• California Supreme Court to Issue Decision in Brinker
  • November 18, 2011 | Author: John H. Douglas
  • Law Firm: Foley & Lardner LLP - San Francisco Office
  • It took two years for the California Supreme Court to schedule its November 8, 2011 oral argument in the Brinker case (Brinker Restaurant Corp. v Superior Court (Hohnbaum)). Under the Court's rules, this means that a decision will be coming out within the next 90 days. With tens, if not hundreds, of millions being spent in the last decade arguing and settling cases involving the issues posed in Brinker, employers, employees, and their legal representatives are all eagerly anticipating the resolution of the case.

    Although the case presents several issues, the crux of the dispute has been whether California employers must ensure that workers take their authorized breaks or whether it is adequate to simply make breaks available and allow the employees to decide to take breaks on their own.

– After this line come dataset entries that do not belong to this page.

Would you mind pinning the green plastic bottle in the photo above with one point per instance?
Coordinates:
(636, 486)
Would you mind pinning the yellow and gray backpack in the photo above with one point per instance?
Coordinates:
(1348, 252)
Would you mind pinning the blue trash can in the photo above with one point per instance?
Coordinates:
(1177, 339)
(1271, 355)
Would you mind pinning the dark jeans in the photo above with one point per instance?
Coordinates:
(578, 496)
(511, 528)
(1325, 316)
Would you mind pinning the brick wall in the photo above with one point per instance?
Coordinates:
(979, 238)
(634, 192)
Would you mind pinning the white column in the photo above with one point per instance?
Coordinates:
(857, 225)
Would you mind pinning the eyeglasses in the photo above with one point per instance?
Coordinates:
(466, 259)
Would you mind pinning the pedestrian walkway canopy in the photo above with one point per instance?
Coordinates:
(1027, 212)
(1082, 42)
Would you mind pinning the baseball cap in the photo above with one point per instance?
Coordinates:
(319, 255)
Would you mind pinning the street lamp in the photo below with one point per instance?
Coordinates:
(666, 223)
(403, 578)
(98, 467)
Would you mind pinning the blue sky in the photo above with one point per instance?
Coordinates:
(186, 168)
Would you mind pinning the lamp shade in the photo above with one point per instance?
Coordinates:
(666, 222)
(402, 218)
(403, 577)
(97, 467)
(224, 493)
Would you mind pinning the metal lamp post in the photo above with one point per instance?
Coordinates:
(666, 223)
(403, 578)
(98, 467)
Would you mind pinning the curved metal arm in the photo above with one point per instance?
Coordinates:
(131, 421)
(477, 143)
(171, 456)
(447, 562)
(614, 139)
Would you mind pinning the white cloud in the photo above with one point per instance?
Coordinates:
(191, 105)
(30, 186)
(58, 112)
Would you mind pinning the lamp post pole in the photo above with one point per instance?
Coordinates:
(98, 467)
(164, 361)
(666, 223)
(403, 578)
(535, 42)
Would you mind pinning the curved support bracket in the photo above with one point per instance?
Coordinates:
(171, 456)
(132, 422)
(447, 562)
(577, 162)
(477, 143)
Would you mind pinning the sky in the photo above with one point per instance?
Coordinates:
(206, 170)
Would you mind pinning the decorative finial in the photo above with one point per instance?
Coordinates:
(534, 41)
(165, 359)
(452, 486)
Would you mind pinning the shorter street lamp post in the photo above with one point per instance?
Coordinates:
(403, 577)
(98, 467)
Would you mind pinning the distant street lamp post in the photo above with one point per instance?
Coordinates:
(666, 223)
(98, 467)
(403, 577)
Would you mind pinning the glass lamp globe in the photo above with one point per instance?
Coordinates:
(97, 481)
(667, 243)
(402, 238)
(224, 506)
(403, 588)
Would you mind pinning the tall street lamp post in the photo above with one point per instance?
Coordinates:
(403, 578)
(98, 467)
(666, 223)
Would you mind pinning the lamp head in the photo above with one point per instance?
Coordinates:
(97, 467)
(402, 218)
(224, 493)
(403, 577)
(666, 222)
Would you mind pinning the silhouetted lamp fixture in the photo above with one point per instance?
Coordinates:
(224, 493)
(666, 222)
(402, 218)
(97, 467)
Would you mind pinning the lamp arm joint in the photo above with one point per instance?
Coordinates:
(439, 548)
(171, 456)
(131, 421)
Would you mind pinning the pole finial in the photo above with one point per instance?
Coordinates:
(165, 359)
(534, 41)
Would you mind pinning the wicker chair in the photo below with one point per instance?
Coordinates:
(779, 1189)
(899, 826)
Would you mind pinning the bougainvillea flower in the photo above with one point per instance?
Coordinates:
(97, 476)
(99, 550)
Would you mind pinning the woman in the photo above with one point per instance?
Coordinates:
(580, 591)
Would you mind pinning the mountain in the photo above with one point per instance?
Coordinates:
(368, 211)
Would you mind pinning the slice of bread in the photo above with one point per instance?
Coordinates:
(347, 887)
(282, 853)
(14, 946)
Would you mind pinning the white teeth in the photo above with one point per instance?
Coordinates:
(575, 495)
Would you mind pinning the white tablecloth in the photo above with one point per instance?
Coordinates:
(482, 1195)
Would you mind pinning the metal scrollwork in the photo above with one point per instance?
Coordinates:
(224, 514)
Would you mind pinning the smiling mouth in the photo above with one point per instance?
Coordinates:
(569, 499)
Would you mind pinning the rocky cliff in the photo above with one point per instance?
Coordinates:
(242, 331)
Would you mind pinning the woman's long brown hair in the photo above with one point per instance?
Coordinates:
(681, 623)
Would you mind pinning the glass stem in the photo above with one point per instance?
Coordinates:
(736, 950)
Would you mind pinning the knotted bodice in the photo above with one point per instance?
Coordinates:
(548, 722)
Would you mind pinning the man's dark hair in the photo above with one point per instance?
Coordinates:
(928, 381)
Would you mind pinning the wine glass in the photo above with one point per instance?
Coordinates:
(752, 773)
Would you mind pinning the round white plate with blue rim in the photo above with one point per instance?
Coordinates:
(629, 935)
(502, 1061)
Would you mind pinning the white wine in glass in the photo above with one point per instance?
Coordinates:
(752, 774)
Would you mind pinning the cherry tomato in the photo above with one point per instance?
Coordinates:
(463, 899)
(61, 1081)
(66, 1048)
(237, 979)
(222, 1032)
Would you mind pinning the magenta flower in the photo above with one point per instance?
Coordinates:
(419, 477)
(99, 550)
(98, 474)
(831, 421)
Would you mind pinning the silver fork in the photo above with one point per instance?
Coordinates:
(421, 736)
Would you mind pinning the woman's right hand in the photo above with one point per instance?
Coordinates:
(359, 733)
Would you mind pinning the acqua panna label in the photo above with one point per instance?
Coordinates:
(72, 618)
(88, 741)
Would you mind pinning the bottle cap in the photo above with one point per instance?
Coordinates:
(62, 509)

    The plaintiffs maintain that the employer is required to make sure that each employee takes his or her authorized breaks. This position did not seem to be carrying the day, however, with the Supreme Court. Justices Corrigan and Baxter, two of the more conservative members of the Court, seemed particularly unimpressed by the suggestion by the plaintiffs' attorney that it is appropriate to discipline and even terminate employees who do not take their authorized breaks. The questions posed by Justice Goodwin Liu, the newest and arguably most liberal member of the Court, however, betrayed perhaps even greater skepticism. Justice Liu questioned how the plaintiffs' attorney could square the argument that employers must monitor an employee's behavior during breaks with the employer's obligation to suspend control over the employee at the same time? It appears the questions asked by a majority of the Court's members signaled understanding of, if not outright agreement with, Brinker's position that an employer need only provide (not guarantee) breaks authorized by law and employer policy.

    The tenor of the questioning on other issues, however, suggested that Brinker may not win on all points.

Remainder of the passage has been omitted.